Autore: | Categoria: Novità dal mondo dei trasporti |

Da aprile, in Germania, è stato introdotto il divieto per i conducenti di mezzi pesanti  di trascorrere le ore di riposo settimanali, all’interno della cabina del conducente. I conducenti continueranno a essere autorizzati a trascorrere nel veicolo solo il riposo ridotto settimanale di 24 ore.

Per l’introduzione di questo divieto, si sono impegnati intensamente, per quasi quattro anni, i membri dell’associazione “Actie in de Transport e.V.”, alcuni deputati socialdemocratici al Parlamento tedesco (Bundestag) e la rivista “Fernfahrer”. Da un lato con l’obiettivo di rappresentare i conducenti dell’Europa dell’Est che spesso viaggiano, lontano da casa, per alcuni mesi. Dall’altro, nella speranza di porre fine alla battaglia dei prezzi nell’Europa occidentale e, quindi, all’aumento dei prezzi dei trasporti, uniformando le disposizioni, i controlli e le sanzioni.
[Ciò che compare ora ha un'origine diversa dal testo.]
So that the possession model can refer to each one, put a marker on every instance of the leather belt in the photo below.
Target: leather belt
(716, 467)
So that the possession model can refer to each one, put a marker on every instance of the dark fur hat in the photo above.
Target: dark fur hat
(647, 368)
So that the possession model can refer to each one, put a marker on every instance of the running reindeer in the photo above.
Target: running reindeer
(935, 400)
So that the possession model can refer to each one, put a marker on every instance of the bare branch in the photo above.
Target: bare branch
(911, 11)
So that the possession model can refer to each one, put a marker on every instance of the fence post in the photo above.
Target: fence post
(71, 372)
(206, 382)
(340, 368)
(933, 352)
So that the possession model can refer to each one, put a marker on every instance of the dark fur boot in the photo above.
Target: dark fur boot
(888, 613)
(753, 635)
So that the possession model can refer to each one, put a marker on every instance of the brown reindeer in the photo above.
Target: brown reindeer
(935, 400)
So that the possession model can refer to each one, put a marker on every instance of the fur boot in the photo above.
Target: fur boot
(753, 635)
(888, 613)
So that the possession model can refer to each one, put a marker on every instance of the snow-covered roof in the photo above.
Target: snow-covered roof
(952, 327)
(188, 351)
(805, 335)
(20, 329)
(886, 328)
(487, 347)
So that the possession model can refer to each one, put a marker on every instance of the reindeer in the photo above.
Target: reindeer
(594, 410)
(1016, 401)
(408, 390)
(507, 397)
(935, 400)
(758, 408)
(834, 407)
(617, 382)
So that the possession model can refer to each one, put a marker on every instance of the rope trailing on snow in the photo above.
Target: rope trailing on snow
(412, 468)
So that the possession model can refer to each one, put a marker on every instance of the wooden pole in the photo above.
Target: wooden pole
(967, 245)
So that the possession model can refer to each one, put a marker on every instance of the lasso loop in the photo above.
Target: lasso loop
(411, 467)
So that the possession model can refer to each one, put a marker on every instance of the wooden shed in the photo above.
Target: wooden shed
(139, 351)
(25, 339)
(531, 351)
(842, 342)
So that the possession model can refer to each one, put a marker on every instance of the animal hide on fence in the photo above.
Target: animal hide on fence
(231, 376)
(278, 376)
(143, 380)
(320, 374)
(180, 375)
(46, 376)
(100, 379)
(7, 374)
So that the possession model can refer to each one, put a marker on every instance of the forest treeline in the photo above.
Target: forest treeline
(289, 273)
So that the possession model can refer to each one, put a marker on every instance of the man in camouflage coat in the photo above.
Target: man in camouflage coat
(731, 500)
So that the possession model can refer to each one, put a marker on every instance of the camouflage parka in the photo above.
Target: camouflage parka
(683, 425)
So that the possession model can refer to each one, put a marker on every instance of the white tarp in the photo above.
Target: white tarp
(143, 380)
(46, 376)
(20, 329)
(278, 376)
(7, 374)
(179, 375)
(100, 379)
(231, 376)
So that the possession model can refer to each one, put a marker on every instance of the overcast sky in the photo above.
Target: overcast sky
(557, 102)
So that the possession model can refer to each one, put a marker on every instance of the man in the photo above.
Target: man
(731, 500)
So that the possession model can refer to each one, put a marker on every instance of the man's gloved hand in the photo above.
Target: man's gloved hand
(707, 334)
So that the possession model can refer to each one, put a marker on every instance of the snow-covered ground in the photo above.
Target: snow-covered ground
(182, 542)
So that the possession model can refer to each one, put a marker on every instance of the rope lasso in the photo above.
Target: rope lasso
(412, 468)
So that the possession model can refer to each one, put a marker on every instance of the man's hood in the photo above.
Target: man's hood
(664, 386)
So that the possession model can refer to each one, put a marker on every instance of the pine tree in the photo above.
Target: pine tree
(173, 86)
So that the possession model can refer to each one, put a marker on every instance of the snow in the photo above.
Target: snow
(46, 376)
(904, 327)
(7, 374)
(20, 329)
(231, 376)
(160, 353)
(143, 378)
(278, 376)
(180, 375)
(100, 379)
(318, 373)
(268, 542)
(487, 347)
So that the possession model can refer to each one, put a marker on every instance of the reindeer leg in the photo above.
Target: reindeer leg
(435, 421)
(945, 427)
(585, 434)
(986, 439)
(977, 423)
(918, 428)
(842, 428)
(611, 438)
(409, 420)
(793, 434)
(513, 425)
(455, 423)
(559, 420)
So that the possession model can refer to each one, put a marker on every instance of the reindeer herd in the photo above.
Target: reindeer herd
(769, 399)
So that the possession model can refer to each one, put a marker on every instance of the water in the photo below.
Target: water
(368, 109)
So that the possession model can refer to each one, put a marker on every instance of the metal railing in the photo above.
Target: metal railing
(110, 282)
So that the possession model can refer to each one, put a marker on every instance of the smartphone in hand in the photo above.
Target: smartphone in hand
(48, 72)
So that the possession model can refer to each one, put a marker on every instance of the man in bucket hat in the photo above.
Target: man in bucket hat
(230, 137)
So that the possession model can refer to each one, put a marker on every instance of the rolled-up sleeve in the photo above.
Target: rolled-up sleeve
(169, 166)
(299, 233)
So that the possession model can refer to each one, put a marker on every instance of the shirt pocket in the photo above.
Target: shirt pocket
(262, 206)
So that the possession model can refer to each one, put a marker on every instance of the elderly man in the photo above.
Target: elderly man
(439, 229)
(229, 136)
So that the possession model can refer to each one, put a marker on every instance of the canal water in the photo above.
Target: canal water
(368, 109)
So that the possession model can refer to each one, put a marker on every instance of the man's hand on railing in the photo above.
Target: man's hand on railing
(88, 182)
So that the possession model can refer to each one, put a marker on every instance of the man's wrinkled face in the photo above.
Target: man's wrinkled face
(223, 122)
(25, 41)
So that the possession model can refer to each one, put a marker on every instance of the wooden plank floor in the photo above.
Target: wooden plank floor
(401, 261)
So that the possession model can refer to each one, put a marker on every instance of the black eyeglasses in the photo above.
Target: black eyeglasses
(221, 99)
Con una petizione parlamentare, l’associazione “Actie in de Transport” aveva addirittura avanzato la richiesta di obbligo per tutti gli autisti professionisti di tornare, al massimo ogni due weekend, nel Paese del loro datore di lavoro. Questa richiesta, però, va a scontrarsi con il diritto fondamentale della libera circolazione, secondo il quale lo Stato non può imporre a nessun soggetto in quale Paese o città debba sostare. Con questa delibera, invece, si dispone unicamente che la pausa settimanale debba essere trascorsa “fuori dal veicolo”.

I critici temono che l’impatto di questo divieto sui prezzi di trasporto sarà tanto ridotto quanto quello dei divieti introdotti in Belgio, Francia e Olanda, e che ora i conducenti si troveranno obbligati a trascorrere i fine settimana nei villaggi di container invece che nei propri letti all’interno delle cabine del conducente.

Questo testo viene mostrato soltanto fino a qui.